Abstract
Vitamin A deficiency (VAD) can cause a range of ocular manifestations, including night blindness, conjunctival and corneal xerosis and keratomalacia. It is an important cause of preventable blindness. Although usually a result of malnutrition, VAD can accompany malabsorption syndrome. We report a case of VAD as manifested by Bitot's spots and eventually diagnosed to have celiac disease. It is, therefore, important to consider gastrointestinal diseases causing malabsorption in the evaluation of VAD.
Keywords: Anemia, bitot's spots, celiac, malabsorption, malnutrition, vitamin A
INTRODUCTION
Vitamin A is a fat soluble vitamin which is made of a family of compounds called the retinoids. The deficiency of vitamin A may manifest with difficulty in night vision, dry skin, and hair. Whilst the most common cause of vitamin A deficiency (VAD) is malnutrition, any gastrointestinal disorder causing malabsorption of lipids can also result in VAD.
CASE REPORT
A 10-year-old boy presented with diarrhea since 1 year. He used to pass multiple stools in a day. He also complained of decreased vision in low lighting. The child was malnourished, had pallor and height for age and weight for age were lower than the 3rd percentile. He was eldest of the three siblings and belonged to a poor rural family. He also had superficial, irregularly-shaped, white lesions on the conjunctiva in both eyes [Figure 1]. Mild pitting pedal edema was noted and systemic examination was normal. Evaluation revealed low hemoglobin of 8 mg/dL (Normal 12-16 mg/dL), microcytes in peripheral smear and a mean corpuscular volume of 71 mm3, normal leukocyte count and thrombocytosis (5 lakh/mm3). The patient had low serum albumin (2.8 g/dL, Norma: 3.5-5 g/dL) and mild transaminitis (Alanine transaminase - 71 U/L, Normal: 0-35 U/L, aspartate transaminases AST- 75 U/L, 7-41 U/L) with a normal level of bilirubin. The work-up for cause of transaminitis including viral markers (surface antigen for hepatitis B and antibodies to hepatitis C virus) were nonreactive. Upper gastoduodenoscopy showed grooving and scalloping in second part of duodenum. Duodenal biopsy revealed subtotal villous atrophy. immunoglobulin A (IgA) tissue transglutaminase was 213 U/mL (Normal: 0-8 U/mL).
Figure 1.
Bitot's spots
DISCUSSION
Eponymsed after Charles Bitot who first described them, Bitot's spots represent an ocular manifestation of VAD.[1] VAD is an important cause of preventable blindness in the developing world. Clinical detection of Bitot's spots affords an opportunity for early diagnosis of VAD. Although VAD may have disappeared in the developed world, the condition is still common in the developing world. Since determination of levels of serum retinol are not available routinely ocular features ranging from night blindness, conjunctival xerosis and corneal xerosis, Bitot's spots and corneal ulceration and scarring may provide clinical clue to the diagnosis.
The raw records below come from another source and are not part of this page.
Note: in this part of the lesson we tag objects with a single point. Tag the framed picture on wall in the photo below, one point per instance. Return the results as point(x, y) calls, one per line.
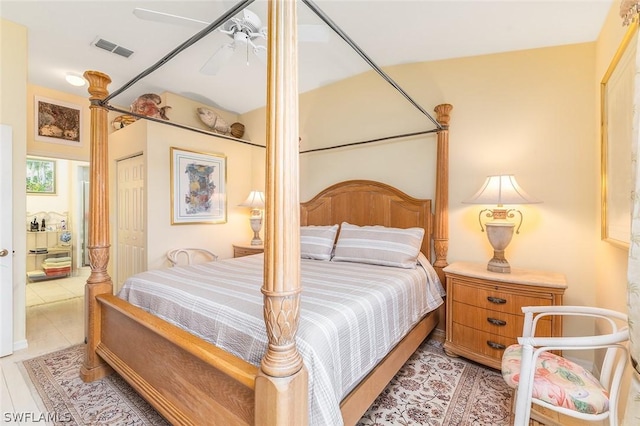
point(617, 124)
point(41, 176)
point(198, 187)
point(57, 122)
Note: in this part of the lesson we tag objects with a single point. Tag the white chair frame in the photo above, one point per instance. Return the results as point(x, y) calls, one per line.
point(611, 372)
point(191, 254)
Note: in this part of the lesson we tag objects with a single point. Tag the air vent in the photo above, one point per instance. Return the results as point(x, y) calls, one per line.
point(112, 47)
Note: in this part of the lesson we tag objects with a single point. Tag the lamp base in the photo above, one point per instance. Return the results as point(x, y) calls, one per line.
point(256, 225)
point(498, 263)
point(499, 233)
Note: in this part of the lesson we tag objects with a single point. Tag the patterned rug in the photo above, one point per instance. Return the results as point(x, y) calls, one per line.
point(434, 389)
point(431, 389)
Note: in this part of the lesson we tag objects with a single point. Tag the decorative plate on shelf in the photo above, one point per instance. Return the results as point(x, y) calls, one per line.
point(65, 237)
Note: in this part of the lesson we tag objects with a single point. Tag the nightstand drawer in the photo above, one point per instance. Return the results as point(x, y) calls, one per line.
point(499, 323)
point(246, 250)
point(496, 298)
point(483, 343)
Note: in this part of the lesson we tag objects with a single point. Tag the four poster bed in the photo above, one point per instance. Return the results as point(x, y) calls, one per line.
point(192, 381)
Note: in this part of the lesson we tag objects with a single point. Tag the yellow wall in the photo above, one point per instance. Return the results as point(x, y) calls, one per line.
point(13, 112)
point(154, 141)
point(611, 265)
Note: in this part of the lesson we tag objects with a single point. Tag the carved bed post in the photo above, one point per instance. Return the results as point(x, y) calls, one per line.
point(99, 282)
point(281, 385)
point(441, 221)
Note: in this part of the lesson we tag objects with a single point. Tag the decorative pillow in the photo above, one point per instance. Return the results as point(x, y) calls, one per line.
point(379, 245)
point(316, 242)
point(558, 381)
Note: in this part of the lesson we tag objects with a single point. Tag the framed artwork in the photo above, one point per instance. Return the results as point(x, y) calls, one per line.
point(198, 187)
point(41, 176)
point(57, 122)
point(616, 92)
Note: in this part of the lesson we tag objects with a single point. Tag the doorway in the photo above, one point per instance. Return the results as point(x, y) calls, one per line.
point(62, 209)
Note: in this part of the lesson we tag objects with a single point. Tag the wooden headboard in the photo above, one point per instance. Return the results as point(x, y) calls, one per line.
point(364, 202)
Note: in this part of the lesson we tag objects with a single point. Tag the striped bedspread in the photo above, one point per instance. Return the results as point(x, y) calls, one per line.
point(351, 315)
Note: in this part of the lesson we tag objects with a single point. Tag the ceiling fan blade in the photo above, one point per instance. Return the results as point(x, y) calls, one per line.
point(261, 53)
point(167, 18)
point(313, 33)
point(215, 62)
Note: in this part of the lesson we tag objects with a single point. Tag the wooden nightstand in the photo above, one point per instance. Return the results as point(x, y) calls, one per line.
point(240, 250)
point(483, 308)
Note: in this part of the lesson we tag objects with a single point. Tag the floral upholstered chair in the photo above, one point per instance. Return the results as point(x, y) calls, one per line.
point(544, 378)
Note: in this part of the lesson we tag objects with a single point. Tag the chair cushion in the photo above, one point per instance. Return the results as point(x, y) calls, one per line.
point(558, 382)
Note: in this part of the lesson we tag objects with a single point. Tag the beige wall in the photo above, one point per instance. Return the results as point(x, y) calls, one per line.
point(13, 112)
point(611, 260)
point(154, 141)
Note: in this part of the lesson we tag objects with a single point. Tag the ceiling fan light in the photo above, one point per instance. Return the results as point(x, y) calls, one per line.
point(75, 79)
point(240, 37)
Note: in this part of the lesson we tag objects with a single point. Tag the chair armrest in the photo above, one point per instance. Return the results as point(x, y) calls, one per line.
point(604, 340)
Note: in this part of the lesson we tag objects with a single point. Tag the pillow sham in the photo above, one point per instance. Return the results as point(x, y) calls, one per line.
point(379, 245)
point(316, 242)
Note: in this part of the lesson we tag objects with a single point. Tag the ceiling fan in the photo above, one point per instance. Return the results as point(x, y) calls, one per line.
point(245, 30)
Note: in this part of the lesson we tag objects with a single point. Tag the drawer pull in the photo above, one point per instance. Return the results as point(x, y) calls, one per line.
point(496, 300)
point(496, 321)
point(495, 345)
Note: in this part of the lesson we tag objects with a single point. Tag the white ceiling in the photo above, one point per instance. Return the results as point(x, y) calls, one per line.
point(391, 32)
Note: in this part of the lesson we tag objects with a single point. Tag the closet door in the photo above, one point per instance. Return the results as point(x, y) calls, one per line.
point(6, 243)
point(131, 237)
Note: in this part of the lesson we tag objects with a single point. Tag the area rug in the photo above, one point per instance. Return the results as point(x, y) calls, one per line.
point(434, 389)
point(431, 389)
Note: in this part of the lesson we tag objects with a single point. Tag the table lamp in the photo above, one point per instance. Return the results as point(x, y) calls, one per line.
point(255, 201)
point(500, 190)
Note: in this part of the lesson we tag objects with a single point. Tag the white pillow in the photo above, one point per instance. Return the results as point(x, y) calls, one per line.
point(379, 245)
point(316, 242)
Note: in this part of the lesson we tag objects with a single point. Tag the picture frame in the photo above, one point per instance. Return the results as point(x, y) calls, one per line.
point(41, 176)
point(57, 122)
point(198, 187)
point(616, 94)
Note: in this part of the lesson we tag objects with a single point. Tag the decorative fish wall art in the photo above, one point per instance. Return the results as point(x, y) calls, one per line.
point(218, 124)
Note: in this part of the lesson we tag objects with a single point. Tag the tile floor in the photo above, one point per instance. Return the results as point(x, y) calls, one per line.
point(55, 320)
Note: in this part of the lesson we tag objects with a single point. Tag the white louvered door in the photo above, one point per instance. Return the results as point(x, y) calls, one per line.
point(131, 237)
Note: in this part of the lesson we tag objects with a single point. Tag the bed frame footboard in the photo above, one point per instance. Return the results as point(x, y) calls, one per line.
point(189, 381)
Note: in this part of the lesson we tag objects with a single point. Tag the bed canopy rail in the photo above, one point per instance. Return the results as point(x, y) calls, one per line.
point(281, 383)
point(225, 17)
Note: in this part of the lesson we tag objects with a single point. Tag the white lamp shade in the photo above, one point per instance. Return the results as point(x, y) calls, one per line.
point(500, 190)
point(255, 200)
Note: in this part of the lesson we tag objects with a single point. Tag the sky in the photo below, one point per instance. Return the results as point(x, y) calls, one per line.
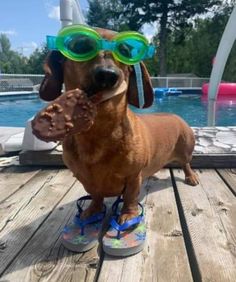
point(27, 22)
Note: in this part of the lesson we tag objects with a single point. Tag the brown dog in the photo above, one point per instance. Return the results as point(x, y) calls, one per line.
point(121, 148)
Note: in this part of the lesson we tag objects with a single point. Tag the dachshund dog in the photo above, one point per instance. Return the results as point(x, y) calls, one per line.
point(121, 148)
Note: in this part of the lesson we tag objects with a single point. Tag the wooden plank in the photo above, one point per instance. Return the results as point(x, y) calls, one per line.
point(164, 257)
point(210, 212)
point(14, 178)
point(229, 176)
point(45, 259)
point(17, 232)
point(10, 207)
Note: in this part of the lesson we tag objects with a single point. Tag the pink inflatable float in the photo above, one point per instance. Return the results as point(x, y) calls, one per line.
point(227, 91)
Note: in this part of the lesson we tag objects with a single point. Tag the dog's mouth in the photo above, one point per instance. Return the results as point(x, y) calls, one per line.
point(99, 95)
point(103, 95)
point(72, 112)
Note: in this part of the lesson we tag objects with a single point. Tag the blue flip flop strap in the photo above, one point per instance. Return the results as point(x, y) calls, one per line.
point(92, 219)
point(127, 224)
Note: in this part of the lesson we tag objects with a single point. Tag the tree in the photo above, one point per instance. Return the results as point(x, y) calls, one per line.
point(36, 60)
point(10, 61)
point(97, 14)
point(195, 51)
point(169, 14)
point(107, 14)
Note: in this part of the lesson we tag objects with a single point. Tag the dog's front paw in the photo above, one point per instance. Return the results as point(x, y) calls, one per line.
point(192, 179)
point(125, 216)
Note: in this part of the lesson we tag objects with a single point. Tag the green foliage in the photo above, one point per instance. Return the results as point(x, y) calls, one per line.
point(196, 52)
point(10, 61)
point(107, 14)
point(13, 62)
point(35, 61)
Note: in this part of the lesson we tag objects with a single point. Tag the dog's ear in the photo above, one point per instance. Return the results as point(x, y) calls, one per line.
point(51, 85)
point(147, 88)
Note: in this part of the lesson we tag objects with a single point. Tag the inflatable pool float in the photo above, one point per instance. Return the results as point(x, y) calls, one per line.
point(227, 91)
point(160, 92)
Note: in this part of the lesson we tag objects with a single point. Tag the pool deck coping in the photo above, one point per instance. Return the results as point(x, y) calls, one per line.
point(215, 147)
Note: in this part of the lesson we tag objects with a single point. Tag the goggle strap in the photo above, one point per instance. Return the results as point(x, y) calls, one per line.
point(108, 45)
point(139, 80)
point(150, 51)
point(51, 42)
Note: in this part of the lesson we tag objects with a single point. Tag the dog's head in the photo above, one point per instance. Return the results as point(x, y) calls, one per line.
point(102, 73)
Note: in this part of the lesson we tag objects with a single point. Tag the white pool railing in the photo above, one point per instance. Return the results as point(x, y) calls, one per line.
point(222, 55)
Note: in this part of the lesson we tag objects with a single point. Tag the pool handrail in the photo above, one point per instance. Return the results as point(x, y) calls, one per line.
point(222, 55)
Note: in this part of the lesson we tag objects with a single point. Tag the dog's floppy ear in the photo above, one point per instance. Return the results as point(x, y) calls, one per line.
point(51, 85)
point(147, 88)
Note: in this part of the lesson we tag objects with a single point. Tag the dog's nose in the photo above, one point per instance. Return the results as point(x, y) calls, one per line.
point(105, 77)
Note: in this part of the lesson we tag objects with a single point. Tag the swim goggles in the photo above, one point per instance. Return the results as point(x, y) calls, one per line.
point(82, 43)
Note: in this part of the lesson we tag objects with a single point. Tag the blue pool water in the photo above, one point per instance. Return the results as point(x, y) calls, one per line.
point(15, 112)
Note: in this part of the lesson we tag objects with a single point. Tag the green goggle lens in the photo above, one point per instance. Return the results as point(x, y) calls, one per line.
point(81, 43)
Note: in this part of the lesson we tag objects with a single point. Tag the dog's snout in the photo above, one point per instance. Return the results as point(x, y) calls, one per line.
point(105, 77)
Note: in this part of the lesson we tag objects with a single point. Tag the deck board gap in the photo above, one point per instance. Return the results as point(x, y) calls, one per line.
point(196, 274)
point(36, 230)
point(232, 189)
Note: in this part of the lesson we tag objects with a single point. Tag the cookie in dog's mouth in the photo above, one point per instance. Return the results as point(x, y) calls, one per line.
point(71, 113)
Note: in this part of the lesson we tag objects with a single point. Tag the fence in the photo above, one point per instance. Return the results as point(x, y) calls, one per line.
point(182, 82)
point(31, 82)
point(20, 82)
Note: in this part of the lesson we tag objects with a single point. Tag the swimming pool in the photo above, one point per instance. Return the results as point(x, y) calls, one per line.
point(15, 112)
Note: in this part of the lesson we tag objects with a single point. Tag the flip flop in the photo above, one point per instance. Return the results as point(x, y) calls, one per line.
point(82, 234)
point(125, 239)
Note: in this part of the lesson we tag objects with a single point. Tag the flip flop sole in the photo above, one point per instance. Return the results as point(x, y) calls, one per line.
point(72, 239)
point(131, 241)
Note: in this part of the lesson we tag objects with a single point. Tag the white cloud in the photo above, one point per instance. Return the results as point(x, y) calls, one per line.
point(8, 32)
point(26, 48)
point(149, 30)
point(54, 12)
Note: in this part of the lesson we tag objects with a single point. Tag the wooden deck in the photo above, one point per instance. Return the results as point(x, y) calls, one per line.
point(191, 230)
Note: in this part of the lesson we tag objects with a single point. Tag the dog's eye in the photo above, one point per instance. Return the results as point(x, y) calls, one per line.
point(125, 50)
point(81, 44)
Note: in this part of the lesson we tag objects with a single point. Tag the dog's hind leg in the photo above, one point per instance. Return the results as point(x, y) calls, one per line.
point(191, 177)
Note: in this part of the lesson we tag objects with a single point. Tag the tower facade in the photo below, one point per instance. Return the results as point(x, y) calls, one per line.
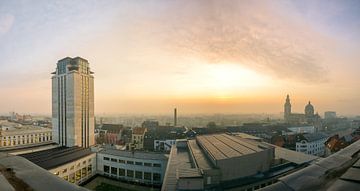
point(73, 103)
point(287, 108)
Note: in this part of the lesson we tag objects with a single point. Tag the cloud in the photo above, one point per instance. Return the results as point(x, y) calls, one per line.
point(254, 34)
point(6, 22)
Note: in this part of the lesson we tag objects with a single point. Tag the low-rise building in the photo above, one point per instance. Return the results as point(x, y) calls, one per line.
point(163, 145)
point(135, 166)
point(228, 162)
point(137, 138)
point(313, 144)
point(73, 164)
point(24, 136)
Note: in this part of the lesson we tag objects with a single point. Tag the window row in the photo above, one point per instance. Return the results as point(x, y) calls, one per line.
point(132, 162)
point(132, 174)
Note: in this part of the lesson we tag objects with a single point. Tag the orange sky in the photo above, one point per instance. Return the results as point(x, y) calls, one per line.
point(213, 57)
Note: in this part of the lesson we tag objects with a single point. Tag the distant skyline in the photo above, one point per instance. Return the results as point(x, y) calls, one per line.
point(199, 56)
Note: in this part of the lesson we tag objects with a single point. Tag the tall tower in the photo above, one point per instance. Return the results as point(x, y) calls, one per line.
point(287, 108)
point(175, 117)
point(73, 103)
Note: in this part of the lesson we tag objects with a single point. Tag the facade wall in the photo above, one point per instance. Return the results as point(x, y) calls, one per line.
point(23, 138)
point(147, 171)
point(316, 148)
point(77, 171)
point(73, 104)
point(163, 145)
point(247, 165)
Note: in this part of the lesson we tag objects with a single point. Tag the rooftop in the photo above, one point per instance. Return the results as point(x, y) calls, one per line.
point(138, 130)
point(17, 173)
point(315, 136)
point(223, 146)
point(49, 159)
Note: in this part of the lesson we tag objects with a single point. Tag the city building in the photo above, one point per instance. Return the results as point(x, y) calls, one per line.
point(137, 137)
point(73, 103)
point(73, 164)
point(312, 143)
point(135, 166)
point(302, 129)
point(164, 145)
point(228, 162)
point(14, 135)
point(329, 115)
point(298, 118)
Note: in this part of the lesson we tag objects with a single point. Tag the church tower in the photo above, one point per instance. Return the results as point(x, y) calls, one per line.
point(287, 108)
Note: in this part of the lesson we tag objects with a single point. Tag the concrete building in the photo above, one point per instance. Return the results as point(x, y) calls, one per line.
point(329, 115)
point(135, 166)
point(73, 103)
point(137, 138)
point(164, 145)
point(308, 116)
point(24, 137)
point(228, 162)
point(73, 164)
point(312, 143)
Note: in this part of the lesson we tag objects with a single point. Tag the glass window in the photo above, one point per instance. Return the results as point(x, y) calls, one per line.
point(113, 170)
point(114, 160)
point(130, 173)
point(121, 172)
point(147, 175)
point(138, 163)
point(130, 162)
point(106, 169)
point(156, 177)
point(138, 174)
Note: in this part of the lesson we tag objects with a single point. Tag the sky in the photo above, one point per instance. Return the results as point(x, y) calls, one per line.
point(200, 56)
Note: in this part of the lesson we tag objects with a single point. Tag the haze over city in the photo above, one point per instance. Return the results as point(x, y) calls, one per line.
point(201, 57)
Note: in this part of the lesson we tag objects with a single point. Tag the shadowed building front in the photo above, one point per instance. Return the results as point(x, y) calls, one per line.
point(73, 103)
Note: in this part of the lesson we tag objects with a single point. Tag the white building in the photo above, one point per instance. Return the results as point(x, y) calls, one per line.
point(73, 103)
point(313, 144)
point(73, 164)
point(137, 166)
point(163, 145)
point(24, 137)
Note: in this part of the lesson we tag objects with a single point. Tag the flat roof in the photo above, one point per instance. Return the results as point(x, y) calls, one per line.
point(49, 159)
point(223, 146)
point(135, 154)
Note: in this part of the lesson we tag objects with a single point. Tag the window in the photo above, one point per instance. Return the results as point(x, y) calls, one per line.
point(121, 172)
point(130, 162)
point(156, 177)
point(106, 169)
point(83, 172)
point(147, 175)
point(130, 173)
point(113, 160)
point(138, 174)
point(138, 163)
point(113, 170)
point(78, 175)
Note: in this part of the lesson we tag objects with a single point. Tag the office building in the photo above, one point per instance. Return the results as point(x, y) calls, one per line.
point(312, 144)
point(134, 166)
point(73, 103)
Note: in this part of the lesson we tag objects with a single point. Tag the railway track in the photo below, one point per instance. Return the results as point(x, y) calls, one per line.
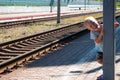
point(18, 51)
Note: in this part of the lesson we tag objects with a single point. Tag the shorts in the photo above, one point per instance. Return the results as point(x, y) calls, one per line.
point(99, 55)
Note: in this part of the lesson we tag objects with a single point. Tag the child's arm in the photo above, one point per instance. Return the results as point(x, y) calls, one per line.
point(99, 38)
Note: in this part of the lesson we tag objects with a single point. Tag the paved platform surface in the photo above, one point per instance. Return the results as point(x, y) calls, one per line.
point(74, 61)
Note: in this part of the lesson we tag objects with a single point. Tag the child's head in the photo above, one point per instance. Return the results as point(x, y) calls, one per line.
point(91, 23)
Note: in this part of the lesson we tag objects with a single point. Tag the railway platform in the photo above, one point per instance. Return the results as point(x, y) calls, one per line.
point(30, 15)
point(73, 61)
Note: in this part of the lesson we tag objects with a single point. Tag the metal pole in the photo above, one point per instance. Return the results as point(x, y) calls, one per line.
point(58, 11)
point(85, 4)
point(108, 48)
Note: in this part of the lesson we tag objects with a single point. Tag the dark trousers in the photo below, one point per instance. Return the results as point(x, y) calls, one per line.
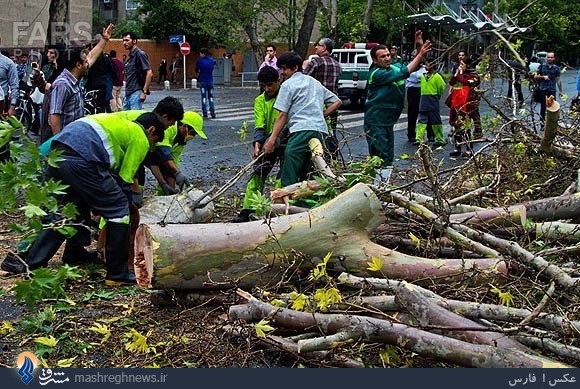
point(543, 95)
point(413, 98)
point(518, 89)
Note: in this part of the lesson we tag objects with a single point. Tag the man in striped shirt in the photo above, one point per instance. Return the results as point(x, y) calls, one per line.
point(66, 94)
point(327, 71)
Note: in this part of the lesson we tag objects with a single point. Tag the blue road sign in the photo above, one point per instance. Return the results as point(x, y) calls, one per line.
point(176, 38)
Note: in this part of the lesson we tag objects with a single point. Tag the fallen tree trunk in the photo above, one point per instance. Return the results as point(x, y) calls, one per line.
point(262, 253)
point(558, 231)
point(428, 313)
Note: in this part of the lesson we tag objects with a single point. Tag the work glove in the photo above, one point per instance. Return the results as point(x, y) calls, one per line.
point(181, 180)
point(137, 199)
point(168, 190)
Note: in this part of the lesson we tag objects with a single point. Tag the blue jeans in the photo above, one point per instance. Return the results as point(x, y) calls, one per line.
point(206, 90)
point(133, 101)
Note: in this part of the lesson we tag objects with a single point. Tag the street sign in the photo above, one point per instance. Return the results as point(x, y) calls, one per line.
point(185, 48)
point(176, 38)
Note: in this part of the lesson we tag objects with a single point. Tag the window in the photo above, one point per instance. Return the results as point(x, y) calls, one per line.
point(132, 5)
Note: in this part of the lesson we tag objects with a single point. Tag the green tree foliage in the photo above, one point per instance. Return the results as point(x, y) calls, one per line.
point(387, 21)
point(555, 25)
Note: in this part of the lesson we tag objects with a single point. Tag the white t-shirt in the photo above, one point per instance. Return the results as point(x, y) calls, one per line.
point(303, 98)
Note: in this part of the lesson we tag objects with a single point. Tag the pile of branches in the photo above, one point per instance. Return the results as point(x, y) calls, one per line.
point(516, 200)
point(515, 203)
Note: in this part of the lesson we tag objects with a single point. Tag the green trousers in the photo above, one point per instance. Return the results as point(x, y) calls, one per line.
point(297, 157)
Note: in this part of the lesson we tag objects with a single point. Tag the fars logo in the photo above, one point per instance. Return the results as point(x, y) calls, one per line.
point(26, 363)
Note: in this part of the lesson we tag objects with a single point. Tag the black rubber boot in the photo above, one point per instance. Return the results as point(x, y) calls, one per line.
point(244, 216)
point(117, 254)
point(38, 254)
point(77, 255)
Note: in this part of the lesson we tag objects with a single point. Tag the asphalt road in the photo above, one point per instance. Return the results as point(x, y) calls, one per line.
point(217, 159)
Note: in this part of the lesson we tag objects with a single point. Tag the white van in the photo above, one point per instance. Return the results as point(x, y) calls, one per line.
point(542, 55)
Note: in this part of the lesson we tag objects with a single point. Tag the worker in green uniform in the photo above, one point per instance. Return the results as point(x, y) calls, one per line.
point(101, 155)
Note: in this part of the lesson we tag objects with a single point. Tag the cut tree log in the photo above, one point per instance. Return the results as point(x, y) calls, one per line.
point(221, 255)
point(551, 127)
point(551, 208)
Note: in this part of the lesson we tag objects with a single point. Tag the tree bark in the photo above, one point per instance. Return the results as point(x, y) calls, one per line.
point(261, 253)
point(552, 208)
point(428, 313)
point(341, 328)
point(551, 128)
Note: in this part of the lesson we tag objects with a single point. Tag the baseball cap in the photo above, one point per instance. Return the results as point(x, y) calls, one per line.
point(195, 121)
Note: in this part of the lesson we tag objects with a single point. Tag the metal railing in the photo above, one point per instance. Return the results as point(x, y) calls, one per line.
point(249, 77)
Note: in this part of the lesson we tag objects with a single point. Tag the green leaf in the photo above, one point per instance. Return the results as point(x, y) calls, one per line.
point(49, 341)
point(300, 301)
point(32, 211)
point(138, 343)
point(68, 231)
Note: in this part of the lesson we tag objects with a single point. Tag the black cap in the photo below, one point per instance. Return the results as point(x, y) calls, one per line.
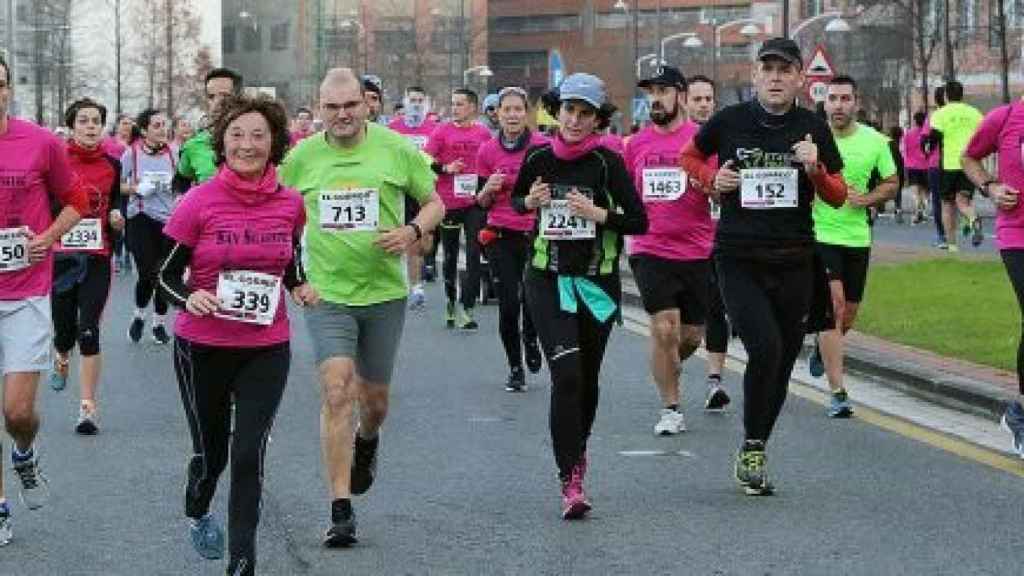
point(667, 76)
point(781, 48)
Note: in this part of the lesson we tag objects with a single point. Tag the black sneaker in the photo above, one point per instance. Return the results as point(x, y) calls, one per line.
point(532, 357)
point(341, 533)
point(517, 380)
point(364, 463)
point(135, 330)
point(160, 335)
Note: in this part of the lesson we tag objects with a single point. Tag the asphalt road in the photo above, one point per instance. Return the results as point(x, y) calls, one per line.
point(467, 481)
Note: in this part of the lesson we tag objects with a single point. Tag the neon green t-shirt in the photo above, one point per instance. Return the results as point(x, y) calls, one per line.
point(862, 152)
point(343, 264)
point(197, 160)
point(957, 123)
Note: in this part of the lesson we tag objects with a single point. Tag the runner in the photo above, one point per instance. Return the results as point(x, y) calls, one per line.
point(498, 164)
point(671, 261)
point(82, 263)
point(197, 155)
point(354, 179)
point(421, 255)
point(240, 238)
point(953, 125)
point(37, 178)
point(586, 202)
point(700, 105)
point(775, 157)
point(453, 147)
point(844, 237)
point(1001, 132)
point(146, 171)
point(916, 167)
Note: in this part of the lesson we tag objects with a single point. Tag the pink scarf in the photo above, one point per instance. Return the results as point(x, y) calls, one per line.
point(569, 152)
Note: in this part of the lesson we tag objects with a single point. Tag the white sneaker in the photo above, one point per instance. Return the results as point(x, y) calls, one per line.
point(670, 423)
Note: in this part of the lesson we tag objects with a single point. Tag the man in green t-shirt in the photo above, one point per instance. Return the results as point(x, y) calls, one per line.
point(952, 125)
point(197, 162)
point(843, 234)
point(354, 177)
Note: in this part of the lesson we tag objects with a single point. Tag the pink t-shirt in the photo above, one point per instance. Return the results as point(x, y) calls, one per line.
point(34, 170)
point(1003, 132)
point(493, 158)
point(448, 144)
point(913, 157)
point(235, 230)
point(418, 134)
point(679, 229)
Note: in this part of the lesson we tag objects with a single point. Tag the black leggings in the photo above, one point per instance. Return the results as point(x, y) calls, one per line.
point(508, 256)
point(151, 247)
point(78, 309)
point(717, 327)
point(471, 220)
point(211, 379)
point(1014, 260)
point(768, 304)
point(573, 345)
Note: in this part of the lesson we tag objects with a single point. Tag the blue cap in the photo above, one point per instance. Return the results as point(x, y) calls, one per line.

Lack of vitamin A affects the development of goblet cells in the conjunctiva resulting in accumulation of keratin debris. The Bitot's spots also demonstrate keratinization, irregular maturation, inflammatory infiltration and accumulations of Gram-positive bacilli.[2] Generally seen as triangular spots, the Bitot's spots usually have the tip laterally and may have a variable surface. These may be foamy and cheesy whitish lesions and are the most common indicator used to estimate VAD in community.[3] Bitot's spots are usually due to nutritional VAD which is a common public health problem among preschool children in the developing world.[4] Other conditions associated with systemic avitaminosis A may include reduced intake (alcoholism, mental illness, and dysphagia), disordered absorption (Crohn's disease, celiac sprue, pancreatic insufficiency, and short bowel syndrome), disordered transport (Abetalipoprotenemia) and reduced storage (liver disease).[5] The clinical detection of Bitot's spots confirms VAD. Confirmation may be done by estimation of serum retinol or retinol binding protein levels. The efforts should be directed to evaluate the cause of VAD including reduced intake or any malabsorptive state. In the present case, a diagnosis of celiac sprue was established and patient put on gluten free diet with improvement in form of normal stool frequency and a gain of height and weight. The IgA tissue transglutaminase at 6 months was 3.8 U/mL.
Footnotes
Source of Support: Nil
Conflict of Interest: None declared.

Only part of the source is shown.